Coincidentally, 56 is also the number of Scots-born people who have played for Australia – including Martin Boyle, who also played in that League Cup game for Hibs against Queen of the South – with one other current player looking like this generation’s “one who got away”, a Ray Houghton for the 21st century. Harry Souttar’s choice of Australia is part of the trend for brothers to play for different countries, highlighting how pragmatic a decision it is for many to choose a nation; after all, I don’t imagine that the Souttars were exposed to different types of nationalism growing up, little John wearing the See-You Jimmy hat at Hallowe’en while Harry dressed as Crocodile Dundee. 

Harry’s choice came too early in his career for Scotland to have even considered him for an international call up – the then 20-year-old was on loan at Fleetwood Town in League One at the time, but was frustrated at the lack of Scottish international recognition at Under-21 level. And while the £15m Leicester City paid for him might well make him the most expensive centre-half born in Scotland, that fee was created through his World Cup performances where he excelled against France and Argentina rather than the injury-blighted 101 minutes he experienced over the rest of 2022 with Stoke City. It’s extremely unlikely, bordering on preposterous, that he would have commanded such a fee had he remained Scottish. 
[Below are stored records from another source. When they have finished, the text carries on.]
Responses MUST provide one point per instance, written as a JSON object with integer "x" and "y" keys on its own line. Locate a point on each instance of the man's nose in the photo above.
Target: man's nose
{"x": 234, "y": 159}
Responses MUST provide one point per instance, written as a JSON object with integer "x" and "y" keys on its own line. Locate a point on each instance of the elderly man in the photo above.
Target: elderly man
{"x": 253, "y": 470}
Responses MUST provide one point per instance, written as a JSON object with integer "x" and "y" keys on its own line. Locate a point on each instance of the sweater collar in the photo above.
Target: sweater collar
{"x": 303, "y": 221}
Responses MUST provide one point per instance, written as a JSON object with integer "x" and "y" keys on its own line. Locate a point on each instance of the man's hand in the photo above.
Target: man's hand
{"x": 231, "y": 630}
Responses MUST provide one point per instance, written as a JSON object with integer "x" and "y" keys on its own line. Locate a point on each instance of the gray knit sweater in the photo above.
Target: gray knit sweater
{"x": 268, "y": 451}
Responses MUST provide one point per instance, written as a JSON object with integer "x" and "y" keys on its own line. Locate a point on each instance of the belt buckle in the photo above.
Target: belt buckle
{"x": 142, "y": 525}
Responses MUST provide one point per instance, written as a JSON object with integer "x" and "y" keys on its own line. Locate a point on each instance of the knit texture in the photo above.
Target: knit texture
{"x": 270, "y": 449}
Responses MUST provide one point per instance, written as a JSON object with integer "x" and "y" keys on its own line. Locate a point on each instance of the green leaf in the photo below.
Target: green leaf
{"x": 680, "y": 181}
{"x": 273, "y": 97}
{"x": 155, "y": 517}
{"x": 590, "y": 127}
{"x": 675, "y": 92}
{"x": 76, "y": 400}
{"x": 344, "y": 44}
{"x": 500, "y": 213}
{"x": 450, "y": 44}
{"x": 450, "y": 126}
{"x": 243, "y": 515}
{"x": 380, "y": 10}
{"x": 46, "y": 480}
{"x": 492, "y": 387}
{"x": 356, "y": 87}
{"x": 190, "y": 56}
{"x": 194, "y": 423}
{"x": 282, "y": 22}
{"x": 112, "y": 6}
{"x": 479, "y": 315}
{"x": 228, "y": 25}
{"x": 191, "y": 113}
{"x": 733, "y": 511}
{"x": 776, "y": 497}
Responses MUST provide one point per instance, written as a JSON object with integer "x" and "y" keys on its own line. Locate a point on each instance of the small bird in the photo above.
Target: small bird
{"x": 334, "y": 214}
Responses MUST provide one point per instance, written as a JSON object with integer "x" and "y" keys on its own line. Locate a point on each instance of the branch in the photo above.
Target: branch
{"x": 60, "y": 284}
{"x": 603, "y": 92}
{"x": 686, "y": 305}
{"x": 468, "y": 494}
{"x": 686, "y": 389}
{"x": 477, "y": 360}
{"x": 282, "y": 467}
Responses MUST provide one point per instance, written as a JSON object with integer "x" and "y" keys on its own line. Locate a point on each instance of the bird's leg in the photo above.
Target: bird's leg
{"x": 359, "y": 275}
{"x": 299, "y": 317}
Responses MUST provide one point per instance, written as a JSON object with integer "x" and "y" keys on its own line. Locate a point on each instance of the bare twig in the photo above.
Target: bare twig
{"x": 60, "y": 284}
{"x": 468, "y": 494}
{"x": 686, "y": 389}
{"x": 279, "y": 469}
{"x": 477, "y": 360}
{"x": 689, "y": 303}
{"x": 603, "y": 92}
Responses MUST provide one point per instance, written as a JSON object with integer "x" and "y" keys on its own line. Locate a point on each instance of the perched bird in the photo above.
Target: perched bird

Souttar Junior seems to be swimming against the current tide though, which is likely to keep flowing in Scotland’s favour. The more we improve, the more likely Scottish blood is going to be discovered in what is the closest thing to a transfer market in international football, thereby improving Scotland further. It’s a shame no one was on the ball around two centuries ago to sign up the ancestors of Argentinian Alexis Mac Allister.

This article first appeared in Issue 28 which was published in June 2023.